在朴素贝叶斯中应用交叉验证

Applying Cross validation in Naive bayes

我的数据集是垃圾邮件和非垃圾邮件菲律宾邮件

我将我的数据集分为 60% 训练、20% 测试和 20% 验证

将数据拆分为测试、训练和验证

from sklearn.model_selection import train_test_split


data['label'] = (data['label'].replace({'ham'  : 0,
                                         'spam' : 1}))
X_train, X_test, y_train, y_test = train_test_split(data['message'], 
                                                        data['label'], test_size=0.2, random_state=1)
    
X_train, X_val, y_train, y_val = train_test_split(X_train, y_train, test_size=0.25, random_state=1) # 0.25 x 0.8 = 0.2 
print('Total: {} rows'.format(data.shape[0]))
print('Train: {} rows'.format(X_train.shape[0]))
print(' Test: {} rows'.format(X_test.shape[0]))
print(' Validation: {} rows'.format(X_val.shape[0]))

从 sklearn 训练一个 MultinomialNB

from sklearn.naive_bayes import MultinomialNB
from sklearn.metrics import accuracy_score
import numpy as np
naive_bayes = MultinomialNB().fit(train_data,
                                  y_train)
predictions = naive_bayes.predict(test_data)

评估模型

from sklearn.metrics import (accuracy_score, 
                             precision_score,
                             recall_score, 
                             f1_score)
accuracy_score = accuracy_score(y_test,
                                predictions)
precision_score = precision_score(y_test,
                                  predictions)
recall_score = recall_score(y_test,
                            predictions)
f1_score = f1_score(y_test,
                    predictions)

我的问题出在验证中。错误说

warnings.warn("Estimator fit failed. The score on this train-test"

这就是我编写验证代码的方式,不知道我做的是否正确

 from sklearn.model_selection import cross_val_score
    
    mnb = MultinomialNB()
    scores = cross_val_score(mnb,X_val,y_val, cv = 10, scoring='accuracy')
    
    print('Cross-validation scores:{}'.format(scores))
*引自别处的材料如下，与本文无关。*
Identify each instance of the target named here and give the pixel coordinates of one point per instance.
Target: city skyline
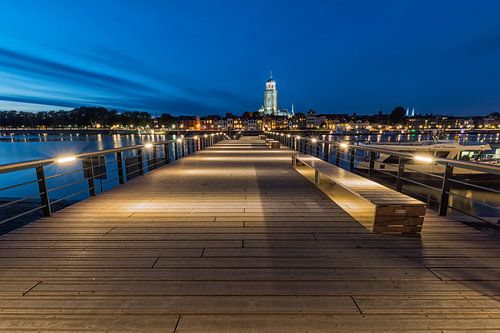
(204, 58)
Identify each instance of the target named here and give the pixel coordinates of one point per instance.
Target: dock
(233, 239)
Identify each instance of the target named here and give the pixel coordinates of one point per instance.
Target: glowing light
(65, 159)
(426, 159)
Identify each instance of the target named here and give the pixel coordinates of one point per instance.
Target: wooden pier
(233, 239)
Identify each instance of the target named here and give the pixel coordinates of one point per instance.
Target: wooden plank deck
(232, 239)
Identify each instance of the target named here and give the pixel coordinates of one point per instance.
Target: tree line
(80, 117)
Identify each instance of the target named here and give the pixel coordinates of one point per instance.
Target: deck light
(65, 159)
(426, 159)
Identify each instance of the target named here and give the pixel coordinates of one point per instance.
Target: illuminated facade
(271, 97)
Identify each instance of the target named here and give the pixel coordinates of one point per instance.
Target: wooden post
(351, 158)
(445, 190)
(401, 170)
(119, 164)
(337, 155)
(326, 151)
(316, 177)
(166, 153)
(42, 190)
(155, 157)
(88, 170)
(175, 151)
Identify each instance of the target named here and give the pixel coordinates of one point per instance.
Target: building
(271, 97)
(270, 107)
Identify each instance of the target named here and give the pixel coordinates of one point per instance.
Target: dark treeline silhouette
(79, 117)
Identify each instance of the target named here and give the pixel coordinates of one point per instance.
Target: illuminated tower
(271, 97)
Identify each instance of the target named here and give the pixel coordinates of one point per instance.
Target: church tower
(271, 97)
首先,值得注意的是,因为它称为交叉验证,并不意味着您必须像您在代码中所做的那样使用 验证集 来执行交叉验证.执行交叉验证的原因有很多,其中包括:

  • 确保您的所有数据集都用于训练以及评估模型的性能
  • 执行超参数调整。

因此,您的案例倾向于第一个用例。因此,您不需要先执行 train, val, and test 的拆分。相反,您可以对整个数据集执行 10 折交叉验证。
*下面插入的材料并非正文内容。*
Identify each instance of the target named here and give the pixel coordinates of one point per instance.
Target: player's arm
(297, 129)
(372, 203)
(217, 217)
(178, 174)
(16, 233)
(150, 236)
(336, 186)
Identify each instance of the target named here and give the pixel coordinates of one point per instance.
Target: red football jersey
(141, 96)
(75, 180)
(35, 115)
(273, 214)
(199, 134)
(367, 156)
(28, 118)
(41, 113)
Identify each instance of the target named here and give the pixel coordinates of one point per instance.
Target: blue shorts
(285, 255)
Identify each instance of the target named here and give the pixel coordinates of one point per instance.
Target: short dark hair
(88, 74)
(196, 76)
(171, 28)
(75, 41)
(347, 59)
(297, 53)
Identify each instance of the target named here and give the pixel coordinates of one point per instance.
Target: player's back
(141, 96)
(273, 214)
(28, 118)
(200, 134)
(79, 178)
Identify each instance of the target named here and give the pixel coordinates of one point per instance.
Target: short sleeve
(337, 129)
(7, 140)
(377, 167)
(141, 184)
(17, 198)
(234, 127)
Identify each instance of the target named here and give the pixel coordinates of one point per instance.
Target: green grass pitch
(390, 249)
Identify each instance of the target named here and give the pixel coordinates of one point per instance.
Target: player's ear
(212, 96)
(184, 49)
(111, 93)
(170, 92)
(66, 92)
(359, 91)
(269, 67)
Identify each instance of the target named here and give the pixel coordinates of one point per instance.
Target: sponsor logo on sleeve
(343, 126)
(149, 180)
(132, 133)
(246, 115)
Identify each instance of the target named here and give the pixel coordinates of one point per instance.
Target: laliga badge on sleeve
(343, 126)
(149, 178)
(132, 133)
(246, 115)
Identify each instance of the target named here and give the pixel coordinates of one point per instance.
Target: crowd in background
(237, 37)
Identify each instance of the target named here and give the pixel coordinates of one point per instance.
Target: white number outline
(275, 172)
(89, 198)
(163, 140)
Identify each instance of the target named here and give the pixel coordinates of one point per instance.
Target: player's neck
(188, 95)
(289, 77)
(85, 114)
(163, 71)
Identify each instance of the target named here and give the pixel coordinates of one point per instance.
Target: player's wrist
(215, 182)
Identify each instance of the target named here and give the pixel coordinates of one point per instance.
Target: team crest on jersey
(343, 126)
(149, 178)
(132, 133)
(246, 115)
如果你正在进行超参数化,那么你可以有一个 hold-out 的集合,比如 30%,并将剩余的 70% 用于交叉验证。确定最佳参数后,您可以使用 hold-out 集对具有最佳参数的模型进行评估。

一些参考资料:

https://towardsdatascience.com/5-reasons-why-you-should-use-cross-validation-in-your-data-science-project-8163311a1e79

https://www.analyticsvidhya.com/blog/2021/11/top-7-cross-validation-techniques-with-python-code/

https://towardsdatascience.com/train-test-split-and-cross-validation-in-python-80b61beca4b6

我没有收到任何错误或警告。或许可以。

import pandas as pd
from sklearn.model_selection import train_test_split
from sklearn.naive_bayes import MultinomialNB
from sklearn.metrics import accuracy_score
import numpy as np
from sklearn.metrics import (accuracy_score, 
                             precision_score,
                             recall_score, 
                             f1_score)
from sklearn.model_selection import cross_val_score
from sklearn.feature_extraction.text import CountVectorizer

df = pd.read_csv("https://raw.githubusercontent.com/jeffprosise/Machine-Learning/master/Data/ham-spam.csv")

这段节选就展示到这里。